Jika keinginan Donald Trump untuk mengosongkan wilayah Palestina tidak dipenuhi oleh Indonesia, mungkin imbasnya kedaulatan Indonesia, terutama bidang ekonomi bisa dipertaruhkan.
Hal itu mungkin menjadi latar belakang merasionalisasi kebijakan Prabowo untuk mengevakuasi warga Palestina ke Indonesia. Namun, apabila rencana evakuasi terlaksana, itu sama saja Indonesia telah kalah dua kali, setelah sebelumnya pemerintah menyatakan tidak akan membalas sanksi ekonomi Amerika atas barang impor Indonesia.

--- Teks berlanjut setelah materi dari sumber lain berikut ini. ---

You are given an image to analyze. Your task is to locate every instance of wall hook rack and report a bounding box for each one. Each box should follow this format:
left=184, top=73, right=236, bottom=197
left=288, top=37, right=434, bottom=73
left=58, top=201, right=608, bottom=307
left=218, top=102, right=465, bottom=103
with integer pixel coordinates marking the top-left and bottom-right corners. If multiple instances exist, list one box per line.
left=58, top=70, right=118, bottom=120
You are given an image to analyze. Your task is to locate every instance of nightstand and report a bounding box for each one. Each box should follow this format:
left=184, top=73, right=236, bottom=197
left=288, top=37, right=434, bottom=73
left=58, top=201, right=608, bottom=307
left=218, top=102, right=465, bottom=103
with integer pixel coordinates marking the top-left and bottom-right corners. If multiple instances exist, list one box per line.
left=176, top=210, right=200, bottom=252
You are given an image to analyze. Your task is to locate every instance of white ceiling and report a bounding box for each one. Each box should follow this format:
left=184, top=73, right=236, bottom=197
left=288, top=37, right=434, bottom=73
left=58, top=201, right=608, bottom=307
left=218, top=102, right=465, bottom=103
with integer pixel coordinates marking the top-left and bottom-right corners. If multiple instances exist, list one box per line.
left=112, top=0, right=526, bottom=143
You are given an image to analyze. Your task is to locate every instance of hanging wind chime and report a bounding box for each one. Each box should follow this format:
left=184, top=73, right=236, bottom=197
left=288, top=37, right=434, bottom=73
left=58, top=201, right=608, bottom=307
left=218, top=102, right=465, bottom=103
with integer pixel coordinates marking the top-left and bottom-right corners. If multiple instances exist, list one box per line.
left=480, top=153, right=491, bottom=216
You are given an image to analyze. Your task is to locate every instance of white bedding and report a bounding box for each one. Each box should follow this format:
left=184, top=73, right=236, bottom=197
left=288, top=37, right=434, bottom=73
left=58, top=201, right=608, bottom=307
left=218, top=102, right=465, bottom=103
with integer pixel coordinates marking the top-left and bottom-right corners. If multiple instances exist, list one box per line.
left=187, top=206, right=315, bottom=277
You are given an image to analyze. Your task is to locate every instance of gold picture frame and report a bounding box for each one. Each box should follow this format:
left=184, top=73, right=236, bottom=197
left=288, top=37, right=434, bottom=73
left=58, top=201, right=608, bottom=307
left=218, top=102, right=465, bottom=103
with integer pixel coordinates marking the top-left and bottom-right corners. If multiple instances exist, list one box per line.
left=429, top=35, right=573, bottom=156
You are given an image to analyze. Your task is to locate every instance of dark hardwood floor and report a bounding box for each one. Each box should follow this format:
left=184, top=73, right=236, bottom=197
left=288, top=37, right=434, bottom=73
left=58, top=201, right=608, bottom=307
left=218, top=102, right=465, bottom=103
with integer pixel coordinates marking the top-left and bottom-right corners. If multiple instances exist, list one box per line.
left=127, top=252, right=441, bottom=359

Untuk keluar dari tekanan politik Amerika tersebut, pemerintah perlu mempertimbangkan lagi untuk meningkatkan kerjasama dengan Prancis.
Sebelumnya, Indonesia telah membeli jet tempur Rafale dari Prancis, dengan memanfaatkan situasi tidak menguntungkan bagi Prancis setelah ditinggal pergi oleh sekutu-sekutunya dan tidak diikutsertakan ke dalam barisan AUKUS. Itulah rasionalisasi mengapa Prancis rela menjual jet tempurnya ke Indonesia dalam jumlah besar, bahkan menuai protes dari internal mereka.
Situasi yang sama perlu dieksploitasi oleh Indonesia, mengingat Prancis menjadi salah satu negara Eropa Barat yang membela kepentingan Palestina dan mengecam Israel.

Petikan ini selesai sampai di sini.